Comment voyez-vous l’avenir de l’industrie pharmaceutique française, à l’annonce de tels regroupements ?Ces regroupements dessinent un nouveau paysage mondial. A côté de ces grands laboratoires, il y aura de la place pour des entreprises spécialisées pour des marchés spécialisés, qui pourront être de plus petite taille. Cela étant, je ne crois pas aux groupes pharmaceutiques nationaux. Dominer une technique, avoir des produits innovants, avoir une bonne stratégie marketing sont de bons ingrédients. Néanmoins, ce qui est universel, c’est l’excellence technologique et pour l’avoir, il faut absolument être multinational. D’ailleurs, n’oublions pas qu’à côté de ces regroupements, d’autres données pourraient également bousculer la donne.
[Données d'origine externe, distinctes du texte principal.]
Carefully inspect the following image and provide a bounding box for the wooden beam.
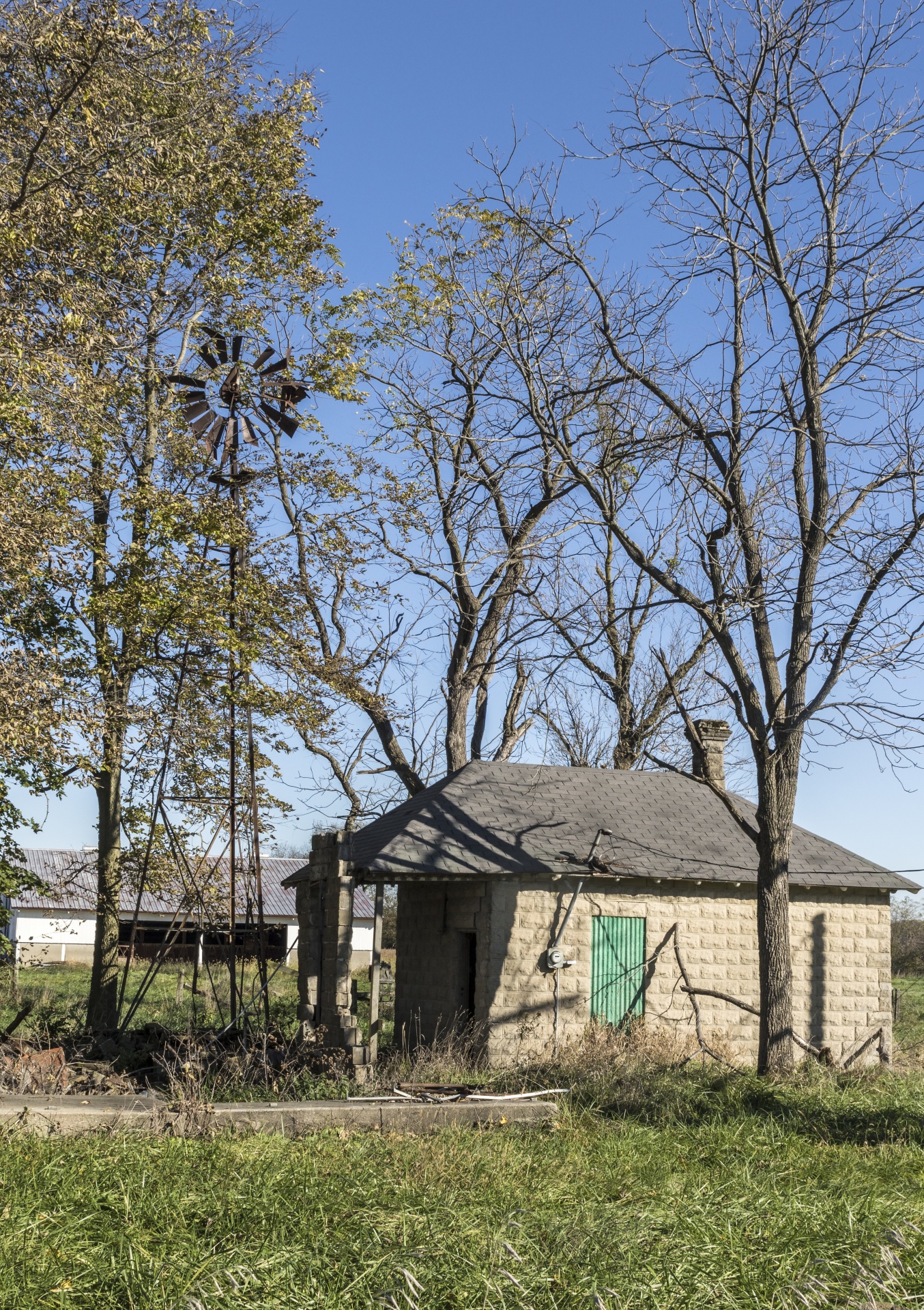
[370,882,386,1064]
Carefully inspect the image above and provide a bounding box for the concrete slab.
[0,1096,558,1137]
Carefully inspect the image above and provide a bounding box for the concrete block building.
[293,720,916,1064]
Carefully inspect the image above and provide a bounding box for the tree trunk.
[757,759,800,1073]
[87,749,122,1032]
[446,684,472,773]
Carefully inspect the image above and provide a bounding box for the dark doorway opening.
[463,933,477,1019]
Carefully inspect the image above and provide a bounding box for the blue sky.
[14,0,924,885]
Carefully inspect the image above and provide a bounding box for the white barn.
[0,847,373,968]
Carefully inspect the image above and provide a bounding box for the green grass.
[893,976,924,1058]
[0,1071,924,1310]
[0,971,924,1310]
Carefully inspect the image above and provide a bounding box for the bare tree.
[498,0,924,1071]
[530,487,714,769]
[369,203,592,770]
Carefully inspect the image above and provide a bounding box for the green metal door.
[590,914,645,1024]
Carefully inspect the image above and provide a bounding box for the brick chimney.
[687,719,732,790]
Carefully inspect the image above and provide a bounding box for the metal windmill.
[122,328,308,1023]
[167,328,308,471]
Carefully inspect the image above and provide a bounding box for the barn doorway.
[590,914,645,1027]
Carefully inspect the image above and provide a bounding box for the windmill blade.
[240,414,257,446]
[190,410,218,436]
[253,346,275,368]
[205,418,228,457]
[219,418,235,467]
[259,359,289,377]
[259,401,299,436]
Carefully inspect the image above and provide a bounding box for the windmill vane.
[167,328,308,467]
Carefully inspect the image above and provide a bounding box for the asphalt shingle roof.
[351,761,917,891]
[9,847,375,920]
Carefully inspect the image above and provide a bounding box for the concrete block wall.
[296,832,355,1044]
[479,883,891,1064]
[396,879,891,1065]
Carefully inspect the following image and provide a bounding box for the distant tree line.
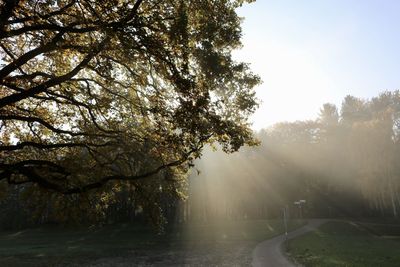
[189,91,400,220]
[0,91,400,227]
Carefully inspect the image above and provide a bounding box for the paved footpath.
[252,219,327,267]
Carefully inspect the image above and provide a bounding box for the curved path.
[252,219,327,267]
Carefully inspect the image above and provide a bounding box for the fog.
[188,91,400,221]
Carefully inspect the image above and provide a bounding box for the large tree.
[0,0,259,195]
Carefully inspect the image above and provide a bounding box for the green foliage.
[0,0,260,224]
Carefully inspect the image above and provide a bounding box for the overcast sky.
[235,0,400,130]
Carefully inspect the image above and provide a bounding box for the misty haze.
[0,0,400,267]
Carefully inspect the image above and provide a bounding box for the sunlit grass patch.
[0,220,303,266]
[286,222,400,267]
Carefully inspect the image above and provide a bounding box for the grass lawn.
[285,222,400,267]
[0,220,303,266]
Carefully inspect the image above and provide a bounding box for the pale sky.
[235,0,400,130]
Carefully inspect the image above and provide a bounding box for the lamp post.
[293,199,307,219]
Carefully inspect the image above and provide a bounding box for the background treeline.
[0,91,400,228]
[189,91,400,220]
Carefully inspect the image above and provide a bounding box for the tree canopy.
[0,0,260,195]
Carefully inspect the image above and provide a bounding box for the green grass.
[0,220,303,266]
[285,222,400,267]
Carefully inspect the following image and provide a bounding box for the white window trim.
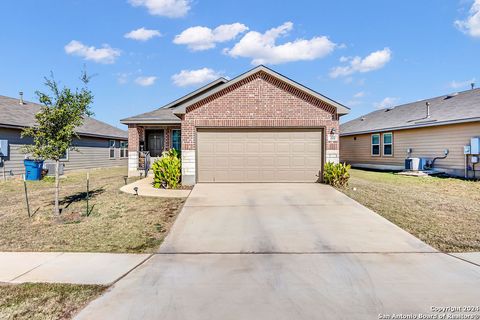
[58,149,70,162]
[170,129,182,152]
[382,132,393,157]
[370,133,382,157]
[118,140,128,159]
[108,139,117,160]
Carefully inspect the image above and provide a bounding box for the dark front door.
[146,130,164,157]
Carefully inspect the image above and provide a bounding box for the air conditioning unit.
[43,163,65,176]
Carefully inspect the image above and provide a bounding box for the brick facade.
[182,72,339,151]
[128,124,180,152]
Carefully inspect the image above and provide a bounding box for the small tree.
[22,71,93,216]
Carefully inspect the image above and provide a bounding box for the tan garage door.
[197,129,323,182]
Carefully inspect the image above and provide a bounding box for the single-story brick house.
[0,96,128,178]
[340,89,480,177]
[121,66,349,184]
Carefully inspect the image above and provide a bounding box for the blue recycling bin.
[23,159,43,180]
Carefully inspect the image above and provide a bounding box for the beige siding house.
[0,96,128,178]
[340,89,480,177]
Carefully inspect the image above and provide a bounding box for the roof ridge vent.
[443,92,458,100]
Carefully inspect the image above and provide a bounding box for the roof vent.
[18,91,25,106]
[443,92,458,100]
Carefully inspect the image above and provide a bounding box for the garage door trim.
[195,126,327,183]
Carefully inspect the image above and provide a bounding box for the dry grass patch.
[0,168,185,252]
[0,283,106,320]
[341,170,480,252]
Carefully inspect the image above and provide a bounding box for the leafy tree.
[22,71,93,216]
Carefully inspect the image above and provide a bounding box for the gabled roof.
[120,65,350,124]
[120,78,228,124]
[0,96,128,139]
[174,65,350,115]
[340,89,480,136]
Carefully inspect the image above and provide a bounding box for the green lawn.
[0,168,185,252]
[341,169,480,252]
[0,283,106,320]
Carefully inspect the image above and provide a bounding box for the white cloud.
[135,76,157,87]
[173,22,248,51]
[117,72,129,84]
[373,97,399,109]
[172,68,222,87]
[353,91,365,98]
[64,40,120,64]
[128,0,190,18]
[454,0,480,37]
[330,48,392,78]
[124,27,162,41]
[448,78,475,89]
[224,22,336,65]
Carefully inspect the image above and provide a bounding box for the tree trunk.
[54,160,60,217]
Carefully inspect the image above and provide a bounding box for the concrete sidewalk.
[0,252,150,285]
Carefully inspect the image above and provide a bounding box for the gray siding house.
[0,96,128,177]
[340,89,480,178]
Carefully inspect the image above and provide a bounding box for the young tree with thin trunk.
[22,71,93,217]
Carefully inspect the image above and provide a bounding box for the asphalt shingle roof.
[340,89,480,135]
[0,96,128,139]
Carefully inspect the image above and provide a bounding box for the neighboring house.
[0,96,128,177]
[121,66,349,184]
[340,89,480,177]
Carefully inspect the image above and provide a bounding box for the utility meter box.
[0,140,8,158]
[470,137,480,154]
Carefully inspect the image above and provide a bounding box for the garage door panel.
[275,140,292,154]
[245,140,262,153]
[261,142,275,153]
[275,155,291,168]
[197,129,323,182]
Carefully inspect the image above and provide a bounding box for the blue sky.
[0,0,480,127]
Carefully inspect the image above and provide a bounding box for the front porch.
[128,124,182,177]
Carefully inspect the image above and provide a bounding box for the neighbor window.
[108,140,115,159]
[172,129,182,153]
[383,132,393,156]
[372,133,380,156]
[120,141,128,158]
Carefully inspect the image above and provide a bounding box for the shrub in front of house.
[152,149,182,189]
[323,162,350,188]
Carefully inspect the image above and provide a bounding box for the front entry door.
[147,130,164,157]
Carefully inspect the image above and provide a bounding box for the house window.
[108,140,115,159]
[172,129,182,153]
[372,133,380,156]
[383,132,393,156]
[58,149,69,161]
[120,141,128,158]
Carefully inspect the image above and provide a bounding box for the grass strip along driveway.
[340,170,480,252]
[0,283,106,320]
[0,168,185,253]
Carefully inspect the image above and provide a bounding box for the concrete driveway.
[77,184,480,320]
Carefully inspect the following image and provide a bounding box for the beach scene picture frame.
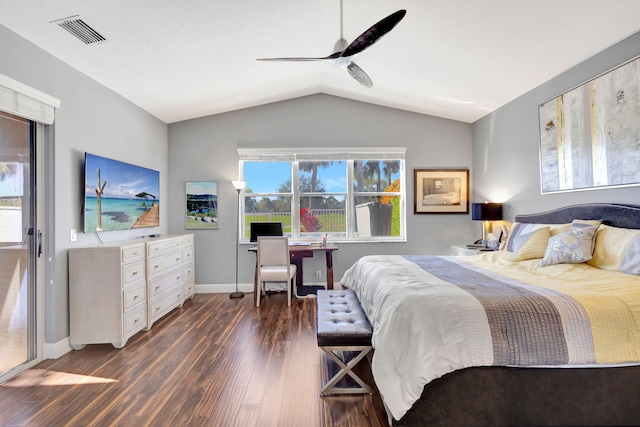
[185,181,219,230]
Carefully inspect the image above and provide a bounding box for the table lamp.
[471,202,502,248]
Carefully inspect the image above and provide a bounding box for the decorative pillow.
[589,225,640,276]
[571,219,602,255]
[540,225,598,267]
[506,222,571,252]
[513,227,551,261]
[571,219,602,228]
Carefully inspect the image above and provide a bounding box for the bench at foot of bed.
[316,290,373,396]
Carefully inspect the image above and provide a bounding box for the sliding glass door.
[0,112,42,383]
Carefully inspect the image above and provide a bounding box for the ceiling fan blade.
[342,9,407,57]
[347,62,373,87]
[256,52,342,61]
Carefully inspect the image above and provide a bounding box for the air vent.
[51,15,107,44]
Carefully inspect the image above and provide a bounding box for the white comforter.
[341,253,640,420]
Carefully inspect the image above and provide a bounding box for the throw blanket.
[341,252,640,419]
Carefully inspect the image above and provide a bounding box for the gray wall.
[0,26,168,343]
[169,95,472,285]
[473,33,640,220]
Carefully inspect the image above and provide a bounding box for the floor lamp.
[229,181,247,298]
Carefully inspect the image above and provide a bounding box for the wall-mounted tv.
[84,153,160,233]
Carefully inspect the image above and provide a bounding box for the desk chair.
[254,236,296,307]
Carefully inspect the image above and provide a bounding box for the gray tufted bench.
[316,290,373,396]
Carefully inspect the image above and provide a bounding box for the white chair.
[254,236,296,307]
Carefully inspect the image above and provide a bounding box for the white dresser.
[69,240,147,350]
[182,234,196,300]
[69,234,195,350]
[147,236,185,330]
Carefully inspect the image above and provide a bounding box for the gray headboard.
[515,203,640,229]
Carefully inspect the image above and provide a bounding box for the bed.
[341,204,640,426]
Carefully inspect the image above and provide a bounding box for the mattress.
[341,252,640,419]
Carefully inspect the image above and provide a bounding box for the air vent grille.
[53,15,107,44]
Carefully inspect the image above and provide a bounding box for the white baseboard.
[196,283,253,294]
[196,282,332,294]
[42,337,73,360]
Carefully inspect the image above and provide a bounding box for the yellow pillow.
[513,227,551,261]
[588,225,640,275]
[505,222,571,254]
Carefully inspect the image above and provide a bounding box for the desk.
[249,245,338,304]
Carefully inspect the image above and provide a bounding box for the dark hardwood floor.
[0,294,387,427]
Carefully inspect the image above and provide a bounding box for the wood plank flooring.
[0,294,388,427]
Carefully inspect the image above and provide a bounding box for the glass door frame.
[0,122,45,384]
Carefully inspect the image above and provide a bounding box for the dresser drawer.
[122,260,145,288]
[124,282,147,313]
[147,238,182,257]
[184,280,196,299]
[122,243,144,263]
[182,234,193,248]
[149,268,183,301]
[147,251,182,277]
[182,263,196,282]
[149,286,184,323]
[124,307,147,338]
[182,247,193,263]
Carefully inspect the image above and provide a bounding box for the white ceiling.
[0,0,640,123]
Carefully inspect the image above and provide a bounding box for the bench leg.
[320,346,373,396]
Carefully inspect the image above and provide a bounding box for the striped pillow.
[513,227,551,261]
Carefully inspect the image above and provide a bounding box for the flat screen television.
[83,153,160,233]
[249,222,282,242]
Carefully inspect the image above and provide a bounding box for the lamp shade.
[471,203,502,221]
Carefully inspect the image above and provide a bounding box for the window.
[238,148,406,242]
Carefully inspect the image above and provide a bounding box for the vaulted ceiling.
[0,0,640,123]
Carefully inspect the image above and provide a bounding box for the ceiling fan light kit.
[258,9,407,87]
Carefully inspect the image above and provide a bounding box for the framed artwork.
[413,169,469,214]
[185,181,218,230]
[538,58,640,194]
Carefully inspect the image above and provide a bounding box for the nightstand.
[451,245,480,256]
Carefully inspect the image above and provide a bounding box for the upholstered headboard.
[515,203,640,229]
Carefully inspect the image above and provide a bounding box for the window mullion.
[291,160,300,239]
[345,160,356,239]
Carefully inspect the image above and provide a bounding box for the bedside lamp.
[471,202,502,248]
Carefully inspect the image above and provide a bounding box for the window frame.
[237,147,407,244]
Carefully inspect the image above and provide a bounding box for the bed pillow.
[540,224,598,267]
[505,222,571,252]
[513,227,551,261]
[589,225,640,276]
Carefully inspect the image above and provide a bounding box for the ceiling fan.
[258,5,407,87]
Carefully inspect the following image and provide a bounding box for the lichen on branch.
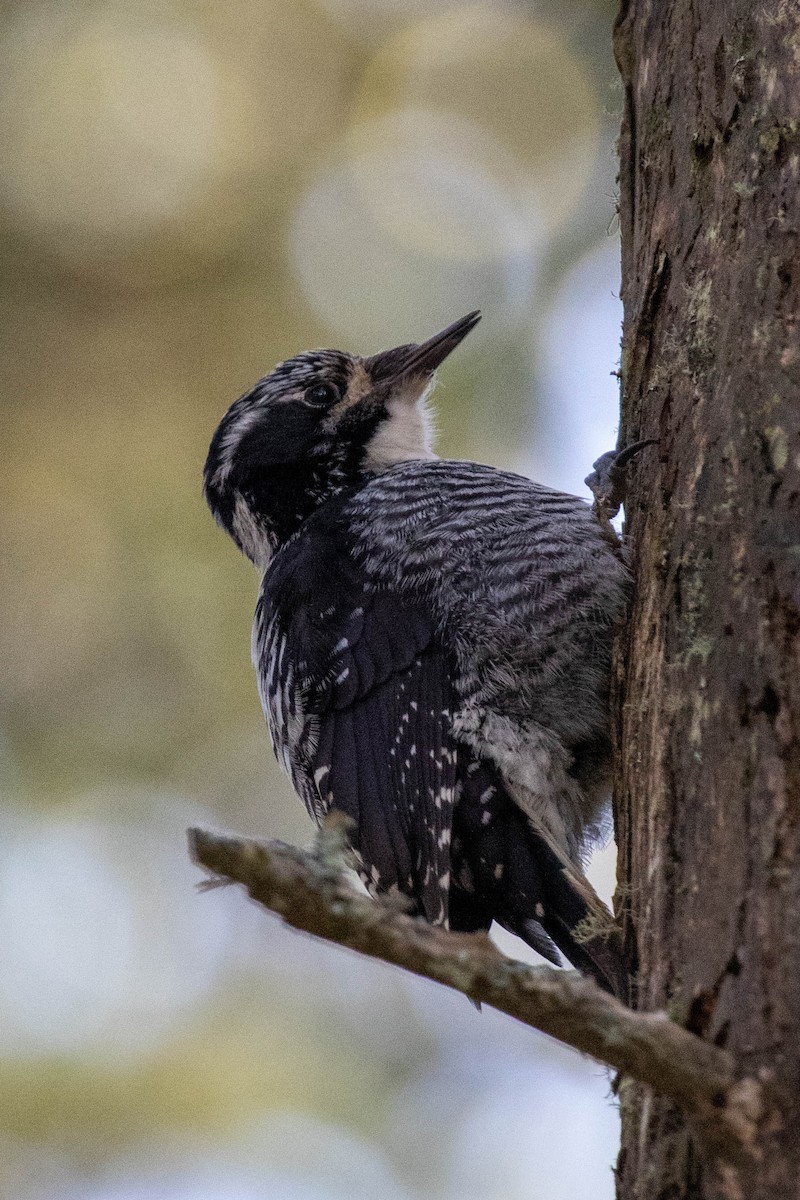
[188,820,760,1159]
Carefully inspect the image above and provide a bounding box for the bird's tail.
[519,829,630,1003]
[450,760,630,1002]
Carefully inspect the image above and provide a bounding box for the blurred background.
[0,0,621,1200]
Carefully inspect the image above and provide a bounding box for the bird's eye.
[305,383,339,404]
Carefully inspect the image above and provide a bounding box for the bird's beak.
[365,312,481,383]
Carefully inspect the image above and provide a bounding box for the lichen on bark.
[615,0,800,1200]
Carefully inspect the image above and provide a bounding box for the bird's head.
[204,312,480,566]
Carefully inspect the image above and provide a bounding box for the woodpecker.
[204,312,628,995]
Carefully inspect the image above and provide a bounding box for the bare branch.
[190,826,760,1158]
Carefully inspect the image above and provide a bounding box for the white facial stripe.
[231,496,275,570]
[211,404,264,488]
[365,380,437,472]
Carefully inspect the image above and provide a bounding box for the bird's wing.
[254,518,457,923]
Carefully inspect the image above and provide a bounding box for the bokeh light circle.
[288,114,536,352]
[355,4,601,228]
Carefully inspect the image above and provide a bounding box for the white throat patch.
[363,380,437,472]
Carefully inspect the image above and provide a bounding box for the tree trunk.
[615,0,800,1200]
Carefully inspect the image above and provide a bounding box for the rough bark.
[615,0,800,1200]
[190,814,762,1163]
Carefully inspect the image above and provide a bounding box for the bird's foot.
[584,438,658,522]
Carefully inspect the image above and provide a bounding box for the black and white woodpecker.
[204,312,627,994]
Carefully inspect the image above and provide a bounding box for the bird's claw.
[584,438,658,521]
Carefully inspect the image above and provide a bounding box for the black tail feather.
[451,761,630,1002]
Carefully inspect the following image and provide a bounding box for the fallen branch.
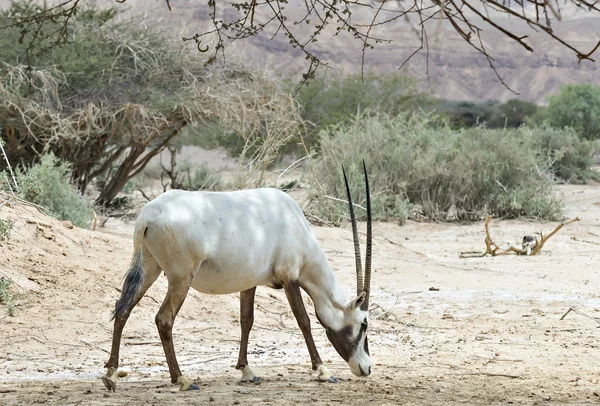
[559,307,600,324]
[460,216,579,258]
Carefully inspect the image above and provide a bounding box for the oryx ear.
[346,292,367,311]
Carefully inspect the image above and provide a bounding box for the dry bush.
[309,114,561,223]
[0,5,300,206]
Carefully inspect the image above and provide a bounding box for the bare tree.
[2,0,600,88]
[0,3,301,206]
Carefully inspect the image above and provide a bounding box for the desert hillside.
[98,0,600,103]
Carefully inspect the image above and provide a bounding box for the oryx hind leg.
[235,287,260,382]
[283,281,337,382]
[102,250,161,392]
[155,272,199,391]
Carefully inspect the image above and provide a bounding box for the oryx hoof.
[317,365,339,383]
[177,376,200,392]
[102,376,117,392]
[102,367,119,392]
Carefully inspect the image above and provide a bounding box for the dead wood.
[559,307,600,324]
[460,216,579,258]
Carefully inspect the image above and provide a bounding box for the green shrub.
[311,114,561,222]
[296,73,433,150]
[0,219,14,241]
[0,276,16,317]
[182,165,221,190]
[545,85,600,140]
[17,153,93,227]
[518,125,600,183]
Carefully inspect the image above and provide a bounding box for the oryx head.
[325,160,372,376]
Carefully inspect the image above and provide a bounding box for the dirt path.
[0,186,600,405]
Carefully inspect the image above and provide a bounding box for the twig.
[323,195,367,211]
[472,216,580,258]
[0,140,19,192]
[559,307,600,324]
[455,372,523,379]
[125,341,160,345]
[92,210,98,231]
[571,237,600,245]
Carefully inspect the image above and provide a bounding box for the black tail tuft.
[111,248,144,320]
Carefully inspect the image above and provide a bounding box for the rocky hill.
[0,0,600,103]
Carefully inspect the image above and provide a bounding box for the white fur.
[135,189,371,375]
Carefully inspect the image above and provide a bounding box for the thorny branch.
[0,0,600,88]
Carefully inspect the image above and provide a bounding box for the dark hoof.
[102,376,117,392]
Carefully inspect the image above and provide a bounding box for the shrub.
[311,114,561,222]
[183,165,221,190]
[545,85,600,140]
[17,153,93,227]
[0,276,16,317]
[518,125,600,183]
[296,73,433,150]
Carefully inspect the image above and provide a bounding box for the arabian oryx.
[102,162,372,391]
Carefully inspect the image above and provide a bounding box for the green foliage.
[312,114,561,222]
[17,153,93,227]
[545,85,600,140]
[426,99,538,129]
[517,125,600,183]
[296,73,433,149]
[0,219,14,241]
[182,165,221,190]
[0,276,17,317]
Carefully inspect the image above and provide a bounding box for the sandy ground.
[0,186,600,405]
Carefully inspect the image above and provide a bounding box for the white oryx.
[102,161,372,391]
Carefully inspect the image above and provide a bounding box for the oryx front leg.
[235,287,260,382]
[102,250,160,392]
[283,281,337,382]
[155,277,199,391]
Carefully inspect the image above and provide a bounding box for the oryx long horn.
[342,165,364,295]
[361,159,373,311]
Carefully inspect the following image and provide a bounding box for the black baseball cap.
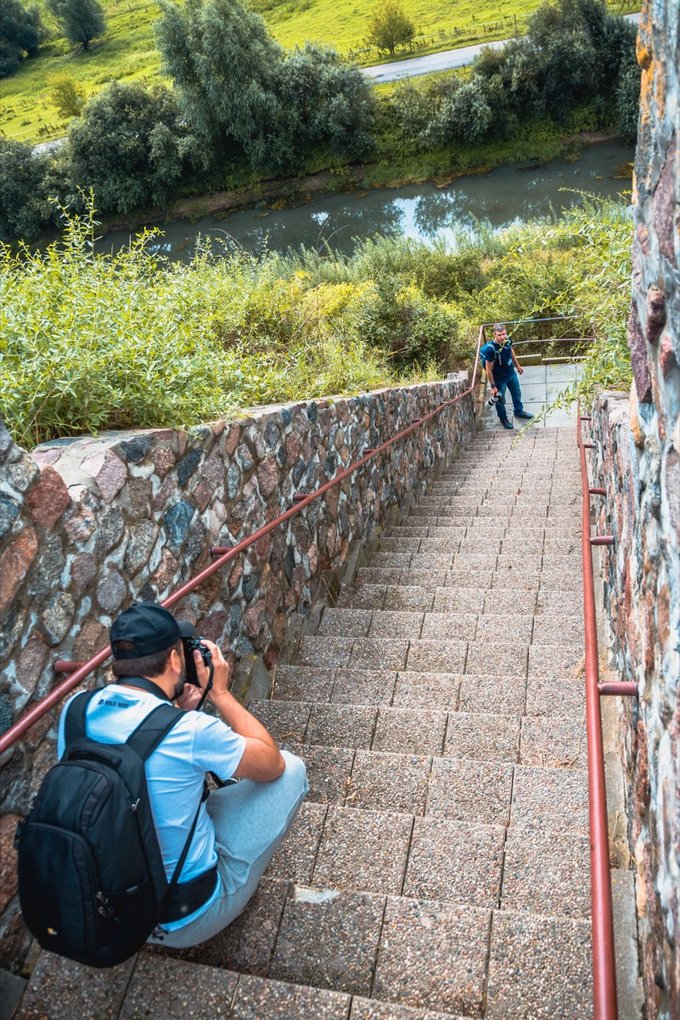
[110,602,196,659]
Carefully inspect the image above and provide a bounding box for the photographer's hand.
[174,683,202,712]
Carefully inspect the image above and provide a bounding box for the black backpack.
[15,691,200,967]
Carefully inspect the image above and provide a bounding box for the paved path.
[362,14,640,84]
[481,359,582,431]
[17,416,591,1020]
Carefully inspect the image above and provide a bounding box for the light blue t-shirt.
[57,683,246,931]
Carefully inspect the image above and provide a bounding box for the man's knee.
[277,751,309,797]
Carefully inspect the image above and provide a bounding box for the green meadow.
[0,0,639,142]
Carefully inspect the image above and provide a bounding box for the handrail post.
[576,402,618,1020]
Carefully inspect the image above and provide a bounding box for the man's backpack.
[15,692,198,967]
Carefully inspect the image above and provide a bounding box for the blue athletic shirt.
[479,337,515,379]
[57,683,246,931]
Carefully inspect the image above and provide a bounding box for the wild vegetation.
[0,0,640,143]
[0,0,639,240]
[0,195,631,447]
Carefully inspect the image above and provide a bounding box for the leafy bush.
[158,0,373,173]
[68,83,198,212]
[368,0,416,55]
[0,138,52,240]
[0,194,632,446]
[48,71,86,119]
[0,0,44,78]
[47,0,106,50]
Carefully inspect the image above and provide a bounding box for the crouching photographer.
[22,603,308,966]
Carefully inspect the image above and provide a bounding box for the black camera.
[181,638,212,687]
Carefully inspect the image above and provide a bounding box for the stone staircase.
[16,428,591,1020]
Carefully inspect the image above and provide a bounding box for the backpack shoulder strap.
[64,690,99,748]
[125,702,187,761]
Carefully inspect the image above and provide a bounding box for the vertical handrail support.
[576,401,618,1020]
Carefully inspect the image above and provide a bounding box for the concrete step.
[250,701,586,769]
[273,666,530,716]
[14,954,471,1020]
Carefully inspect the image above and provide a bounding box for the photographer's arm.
[194,639,285,782]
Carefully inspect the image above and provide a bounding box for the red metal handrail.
[576,401,637,1020]
[0,322,490,754]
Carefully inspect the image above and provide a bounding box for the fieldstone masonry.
[593,0,680,1020]
[0,375,474,969]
De nouveaux génériqueurs pourraient en effet arriver sur le marché européen, et suivre l’exemple des champions israéliens du générique de Teva ou des indiens de Ranbaxi. L’Europe à 25 pourrait ainsi susciter l’émergence de nouveaux acteurs en Pologne, en Tchéquie, … Même s’il reste difficile et qu’il requiert de gros investissements publicitaires, le segment des médicaments en vente directe sans ordonnance (ou OTC pour «Over the counter») devrait également se développer. Enfin, en dehors du marché de la santé, n’oublions pas un autre marché à fort potentiel, celui des «alicaments», ces produits alimentaires favorables à la santé. Les laboratoires pharmaceutiques ne devraient y pas intervenir directement, dans la mesure où ils ne maîtrisent pas le réseau de distribution alimentaire. Ils pourraient cependant jouer un rôle important dans ce marché à travers notamment la création de partenariats.
Liens associésEn savoir plus sur les activités de CSC dans le secteur de la
santé.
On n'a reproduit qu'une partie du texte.